On March 16th, we all drove to the Rochester Airport and departed for Columbia, South Carolina. We were to be teachers and lecturers for the band at Fort Jackson. We heard some fine playing from the soldiers there, including a horn quartet from Ft. McPherson. The recital was given at the university of South Carolina, an event organized by Bob Pruzin. The members quartet were all presented with the “Coin of Excellence” by the staff of the Army Band at Fort Jackson.

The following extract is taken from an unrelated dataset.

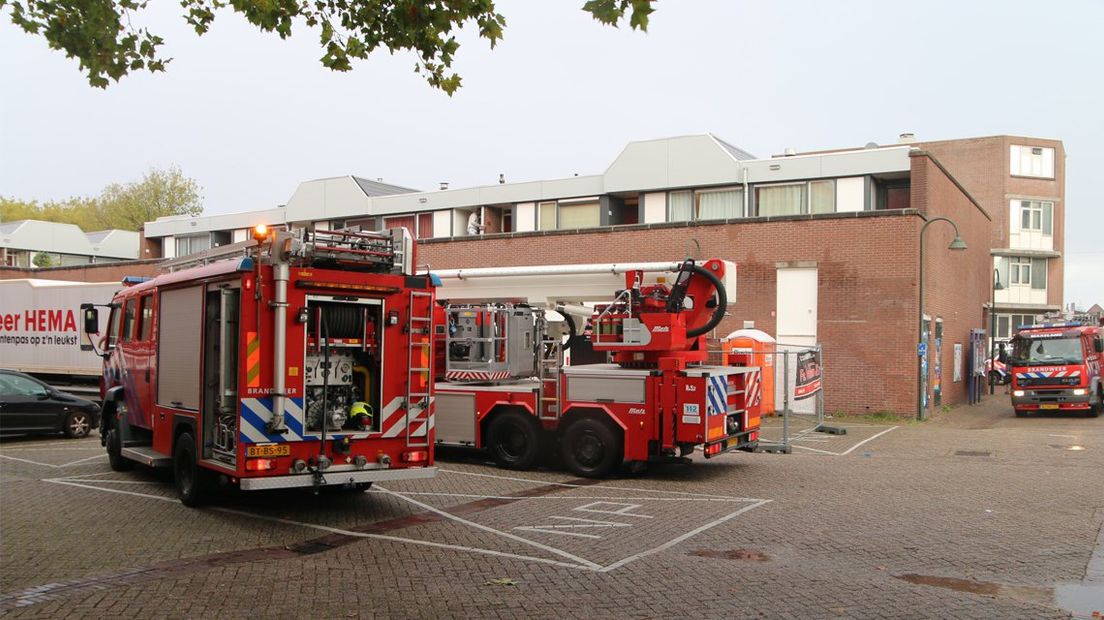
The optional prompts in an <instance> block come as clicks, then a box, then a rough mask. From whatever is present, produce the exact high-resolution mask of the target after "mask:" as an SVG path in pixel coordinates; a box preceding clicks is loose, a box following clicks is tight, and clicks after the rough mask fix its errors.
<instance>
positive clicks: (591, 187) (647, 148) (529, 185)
mask: <svg viewBox="0 0 1104 620" xmlns="http://www.w3.org/2000/svg"><path fill="white" fill-rule="evenodd" d="M909 152H910V147H907V146H899V147H889V148H884V149H877V150H860V151H845V152H834V153H810V154H803V156H797V157H788V158H784V159H756V158H755V157H754V156H753V154H751V153H750V152H747V151H745V150H743V149H741V148H739V147H736V146H733V145H732V143H731V142H728V141H725V140H722V139H720V138H718V137H716V136H713V135H712V133H697V135H689V136H675V137H668V138H657V139H650V140H635V141H631V142H628V143H627V145H626V146H625V148H624V149H622V151H620V152H619V153H618V154H617V157H616V158H614V160H613V161H612V162H611V163H609V165H608V167H607V168H606V170H605V171H604V172H602V173H598V174H587V175H576V177H569V178H561V179H546V180H538V181H522V182H516V183H496V184H491V185H477V186H474V188H457V189H452V190H440V191H436V190H435V191H428V192H422V191H416V190H412V189H410V188H403V186H400V185H392V184H389V183H383V182H381V181H370V180H368V179H363V178H360V177H354V175H346V177H330V178H325V179H314V180H310V181H304V182H302V183H299V185H298V186H297V188H296V190H295V193H294V194H293V195H291V197H290V199H288V201H287V204H286V205H285V206H284V207H283V209H276V210H266V211H252V212H245V213H236V214H213V215H204V216H199V217H171V218H159V220H157V221H156V222H151V223H148V224H147V225H146V228H145V231H146V236H147V237H149V238H158V237H167V236H174V235H188V234H192V233H204V232H208V231H229V229H242V228H248V227H251V226H253V225H255V224H258V223H262V222H264V223H266V224H285V223H295V222H325V221H327V220H329V221H346V220H354V218H361V217H376V216H390V215H404V214H408V213H421V212H433V211H444V210H452V209H473V207H478V206H498V205H511V204H519V203H530V202H532V203H535V202H541V201H554V200H564V199H581V197H591V196H601V195H608V194H619V193H636V192H652V191H655V192H661V191H669V190H680V189H688V188H724V186H734V185H740V184H742V183H776V182H779V183H784V182H788V181H796V180H807V179H821V178H825V179H828V178H840V177H861V175H863V174H872V173H873V174H879V173H889V172H893V173H907V172H909V171H910V170H911V168H912V164H911V162H910V161H909Z"/></svg>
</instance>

The IHS Mid-South Workshop at the University of Memphis was the next and final stop on this tour. It was hosted by Dan Phillips, whose hospitality was exemplary. We had a rather busy schedule there: masterclass, recital, performance of my Introduction and Main Event with the University of Memphis Band, and something a little out of the ordinary for me. I performed as guest artists with the Southern Comfort Big Band of the University of Memphis. I was supposed to play “Nature Boy” which had been arranged especially for me. I had practiced the part that had been sent to me and had interpreted the style to be blues-y, laid back and a bit smoky. I knew I wasn’t going to get a rehearsal and I knew the band was going to be rather loud. But imagine my surprise when the introduction imitated a rousing Stan Kenton big band sound. The brass, drums and saxes were up full blast ad the harmony was stacked. And I…..was totally smothered. Nevertheless I carried on and blasted my subtle rifts as accurately as I could. The whole business was funny really.
The tour ended, the gentlemen of the quartet flew their separate ways, and I headed up to New York City. I was to meet with Gregg Squires, the producer of my newest CD, an album which features Karankawa for Symphony Orchestra, Concerto for Low and Horn and Chamber Orchestra, Concerto for Bass-Tuba and Orchestra and Introduction and Main Event. But that is another blog.